Why Hi-Low Functionality Matters in a Medacure Hospital Bed
The hi-low mechanism is not a convenience feature. It is the most important specification on any hospital bed, for two distinct reasons that apply in every care setting.
At the low end, hi-low brings the mattress surface close to the floor. According to the NIH National Institute on Aging, more than one in four adults age 65 and older fall each year, and falls are a leading cause of emergency room visits and hospitalizations among older adults. When a confused or weakened patient attempts to exit the bed at night, a mattress closer to the floor means less distance to fall and dramatically reduced injury severity.
At the high end, hi-low raises the mattress surface to an ergonomic working height for caregivers. Wound care, bathing, turning, and repositioning all require bending when the bed sits too low. That bending is cumulative. It produces chronic back injury over time, in home caregivers and and Raising the bed to 25 or 30 inches eliminates that strain on every shift and every visit.
A bed that cannot reach a genuinely low position and a genuinely high position cannot serve either goal effectively. Range matters, not just the existence of a hi-low function.
Fall Prevention Considerations When Choosing a Medacure Bed
Fall prevention in hospital beds works through two separate mechanisms, and understanding both shapes the right choice for a given patient.
Lowering to reduce injury severity means the bed descends close enough to the floor that if a patient does exit the bed, the fall distance is minimal. The CDC reports that each year approximately 3 million older adults are treated in emergency departments for fall injuries. A mattress at 3.9 inches off the floor is not preventing the patient from leaving. It is making that exit nearly harmless when it happens, dramatically reducing the hip fracture risk that sends older adults to the emergency room.

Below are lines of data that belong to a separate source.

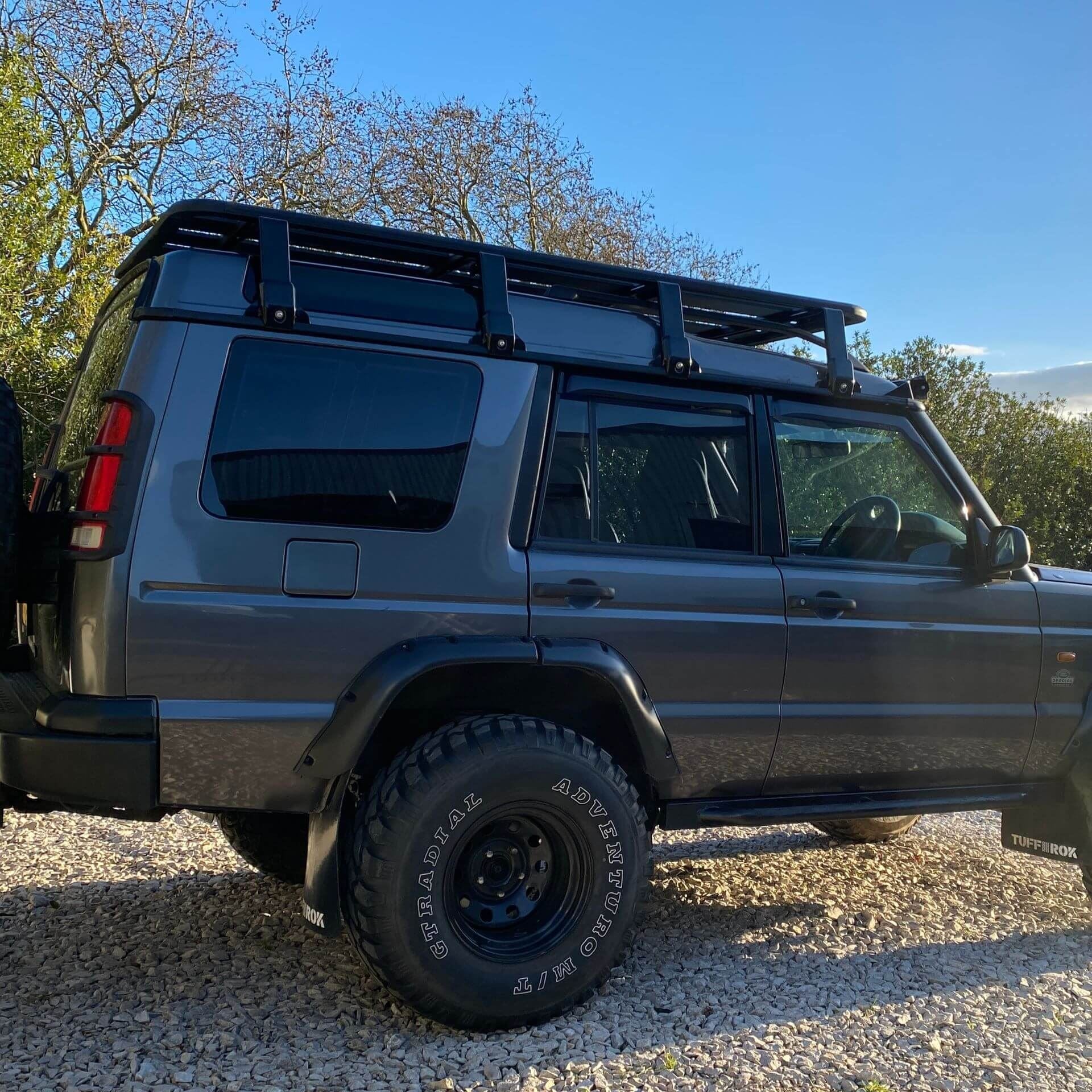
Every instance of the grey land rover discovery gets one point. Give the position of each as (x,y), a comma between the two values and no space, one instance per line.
(442,573)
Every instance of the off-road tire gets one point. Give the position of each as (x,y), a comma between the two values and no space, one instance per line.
(11,503)
(416,841)
(274,843)
(867,830)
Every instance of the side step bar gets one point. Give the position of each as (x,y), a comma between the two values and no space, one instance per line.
(759,810)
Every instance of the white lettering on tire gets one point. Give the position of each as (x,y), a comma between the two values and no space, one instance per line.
(432,859)
(612,902)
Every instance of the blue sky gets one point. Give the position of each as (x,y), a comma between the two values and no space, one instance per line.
(932,162)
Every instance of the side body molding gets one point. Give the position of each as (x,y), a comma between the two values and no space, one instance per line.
(336,751)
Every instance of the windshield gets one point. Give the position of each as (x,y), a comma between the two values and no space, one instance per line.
(101,373)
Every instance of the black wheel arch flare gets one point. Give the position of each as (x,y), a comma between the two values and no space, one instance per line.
(334,751)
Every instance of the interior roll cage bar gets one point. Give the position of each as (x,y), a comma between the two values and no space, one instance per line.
(682,307)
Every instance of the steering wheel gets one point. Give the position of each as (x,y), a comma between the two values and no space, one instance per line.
(885,520)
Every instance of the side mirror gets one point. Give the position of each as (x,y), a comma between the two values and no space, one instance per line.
(1007,549)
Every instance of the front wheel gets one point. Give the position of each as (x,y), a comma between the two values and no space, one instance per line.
(879,829)
(495,871)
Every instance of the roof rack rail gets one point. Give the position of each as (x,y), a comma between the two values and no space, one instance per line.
(684,307)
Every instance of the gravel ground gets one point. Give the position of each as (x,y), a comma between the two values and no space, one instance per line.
(138,956)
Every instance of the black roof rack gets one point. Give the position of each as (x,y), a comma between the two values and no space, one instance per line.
(684,307)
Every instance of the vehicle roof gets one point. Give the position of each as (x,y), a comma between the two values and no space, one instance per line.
(350,275)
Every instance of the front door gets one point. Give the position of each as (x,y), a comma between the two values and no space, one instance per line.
(903,669)
(651,498)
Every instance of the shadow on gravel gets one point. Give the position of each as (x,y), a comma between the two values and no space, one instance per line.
(201,956)
(707,846)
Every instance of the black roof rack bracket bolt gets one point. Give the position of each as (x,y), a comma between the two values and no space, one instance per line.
(276,295)
(839,365)
(674,344)
(498,330)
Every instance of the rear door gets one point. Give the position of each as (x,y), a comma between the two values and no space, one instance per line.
(916,674)
(651,500)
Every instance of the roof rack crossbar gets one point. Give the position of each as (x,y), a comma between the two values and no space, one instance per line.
(686,307)
(276,295)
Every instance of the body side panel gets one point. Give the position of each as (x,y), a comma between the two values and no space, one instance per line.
(238,664)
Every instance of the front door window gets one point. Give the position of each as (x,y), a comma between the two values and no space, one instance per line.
(865,493)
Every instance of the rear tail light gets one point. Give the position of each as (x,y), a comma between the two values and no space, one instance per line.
(105,457)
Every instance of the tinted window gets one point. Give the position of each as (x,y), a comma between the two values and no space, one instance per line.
(663,478)
(855,491)
(319,435)
(567,507)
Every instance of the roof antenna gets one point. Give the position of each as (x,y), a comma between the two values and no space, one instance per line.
(276,295)
(674,344)
(839,365)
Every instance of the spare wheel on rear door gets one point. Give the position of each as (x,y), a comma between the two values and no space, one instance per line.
(11,503)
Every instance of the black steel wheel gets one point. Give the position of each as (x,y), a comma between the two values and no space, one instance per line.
(520,882)
(495,870)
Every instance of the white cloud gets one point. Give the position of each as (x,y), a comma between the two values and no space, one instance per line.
(1069,382)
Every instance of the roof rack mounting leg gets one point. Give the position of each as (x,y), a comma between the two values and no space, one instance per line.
(498,330)
(276,295)
(839,366)
(674,344)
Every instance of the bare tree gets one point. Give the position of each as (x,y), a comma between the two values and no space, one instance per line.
(131,94)
(506,174)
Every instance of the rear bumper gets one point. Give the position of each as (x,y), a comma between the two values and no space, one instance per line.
(75,750)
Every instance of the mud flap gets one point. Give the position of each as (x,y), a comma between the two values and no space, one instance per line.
(1058,830)
(321,908)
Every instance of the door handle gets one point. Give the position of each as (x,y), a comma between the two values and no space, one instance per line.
(825,601)
(573,590)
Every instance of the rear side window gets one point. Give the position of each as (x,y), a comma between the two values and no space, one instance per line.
(102,371)
(309,434)
(660,477)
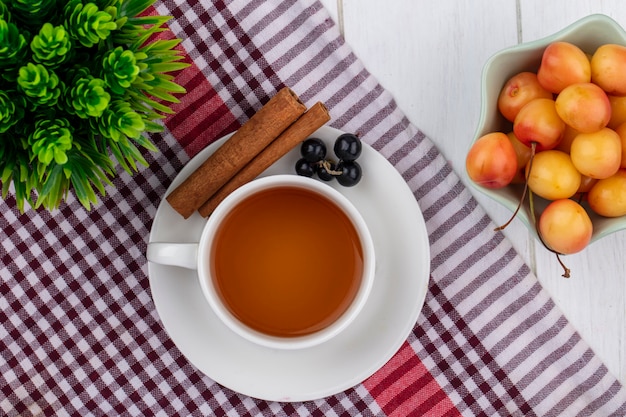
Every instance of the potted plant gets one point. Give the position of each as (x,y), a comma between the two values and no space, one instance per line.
(81,84)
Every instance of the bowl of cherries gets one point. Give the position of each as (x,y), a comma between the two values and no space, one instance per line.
(551,139)
(315,160)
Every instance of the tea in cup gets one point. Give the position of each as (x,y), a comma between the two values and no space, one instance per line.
(284,261)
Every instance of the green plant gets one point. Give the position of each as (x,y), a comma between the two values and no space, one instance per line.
(81,83)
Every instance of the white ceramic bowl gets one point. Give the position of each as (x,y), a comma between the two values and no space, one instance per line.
(587,33)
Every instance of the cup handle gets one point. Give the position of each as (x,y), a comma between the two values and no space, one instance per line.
(184,255)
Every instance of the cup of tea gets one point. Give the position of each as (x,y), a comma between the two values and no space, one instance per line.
(284,261)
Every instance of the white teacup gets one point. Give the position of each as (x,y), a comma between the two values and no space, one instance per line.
(284,261)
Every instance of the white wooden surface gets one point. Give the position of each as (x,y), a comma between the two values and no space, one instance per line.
(429,55)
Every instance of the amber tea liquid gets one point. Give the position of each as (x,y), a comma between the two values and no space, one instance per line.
(287,262)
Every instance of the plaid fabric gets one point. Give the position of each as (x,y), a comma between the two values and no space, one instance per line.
(79,333)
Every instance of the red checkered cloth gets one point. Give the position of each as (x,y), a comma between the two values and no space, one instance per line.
(79,333)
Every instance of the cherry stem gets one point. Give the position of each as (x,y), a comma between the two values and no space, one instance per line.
(531,200)
(533,148)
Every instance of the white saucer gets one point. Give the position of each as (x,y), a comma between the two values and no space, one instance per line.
(402,273)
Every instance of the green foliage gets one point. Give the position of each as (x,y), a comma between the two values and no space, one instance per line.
(81,84)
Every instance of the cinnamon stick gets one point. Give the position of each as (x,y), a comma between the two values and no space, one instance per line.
(302,128)
(259,131)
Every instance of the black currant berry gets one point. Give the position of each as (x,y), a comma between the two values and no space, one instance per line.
(350,173)
(347,147)
(313,150)
(305,168)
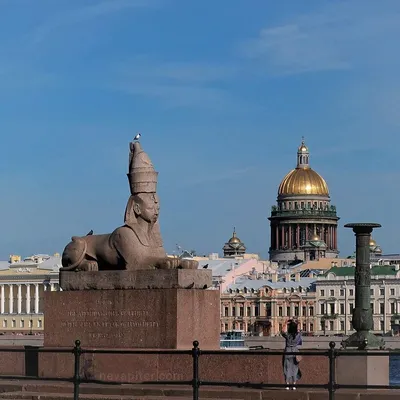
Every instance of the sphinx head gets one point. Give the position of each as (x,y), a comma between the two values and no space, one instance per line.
(146,206)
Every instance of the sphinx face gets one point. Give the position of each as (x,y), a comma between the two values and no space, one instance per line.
(149,206)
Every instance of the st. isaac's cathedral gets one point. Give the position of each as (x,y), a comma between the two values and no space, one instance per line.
(303,223)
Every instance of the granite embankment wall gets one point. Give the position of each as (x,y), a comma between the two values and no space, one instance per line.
(314,342)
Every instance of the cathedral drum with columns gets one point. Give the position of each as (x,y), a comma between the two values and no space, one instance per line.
(303,223)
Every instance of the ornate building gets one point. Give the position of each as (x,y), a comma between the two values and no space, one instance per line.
(303,223)
(234,247)
(263,307)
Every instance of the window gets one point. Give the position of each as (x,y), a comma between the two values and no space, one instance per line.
(268,310)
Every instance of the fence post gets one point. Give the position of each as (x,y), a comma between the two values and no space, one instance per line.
(77,377)
(195,380)
(332,371)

Lowering to reduce the urge to exit works differently. Some patients, particularly those with dementia or strong cognitive impairment, respond to an ultra-low sleeping surface by not attempting to climb out. The perceived distance is reduced enough that the behavior is diminished, even without restraints or constant monitoring.
Both mechanisms apply in different patients and different moments. Side rails are a complementary tool, not a substitute. In cognitively impaired patients who are agitated or confused, high rails can trigger climbing behavior, creating a more dangerous fall from a higher position. Ultra-low height adjustment paired with appropriate monitoring is often more protective than rails alone for the highest-risk individuals.
The right fall prevention bed is one with enough low-end range to be genuinely useful, not just technically adjustable.
Long-Term Ownership Considerations for Medacure Hospital Beds
Hospital beds are not disposable purchases, and the real cost of ownership goes beyond the sticker price.
For home care, the key questions are practical ones. How easily does the bed move if the patient changes rooms or the home setup needs to change? Does the split frame fold compactly enough to clear doorways and hallways? What happens during a power outage: is there an emergency hand crank? These are the details that determine whether a bed actually works over months and years in a residential setting. A bed that works on day one but cannot adapt to a changing situation is not the value it appeared to be.
For facility use, the questions shift to durability and flexibility. Can this bed serve multiple patient sizes without purchasing separate equipment as census changes? How well do the electronics and frame hold up under daily institutional use across multiple turnovers? Does the bed offer the clinical positioning needed to support therapy and reduce readmissions? A 15-year frame warranty means something different in a facility context than it does at home.
In both settings, the total cost of ownership includes caregiver injury, equipment replacement when patient needs change, and time lost managing procurement. The right bed minimizes all of those over time.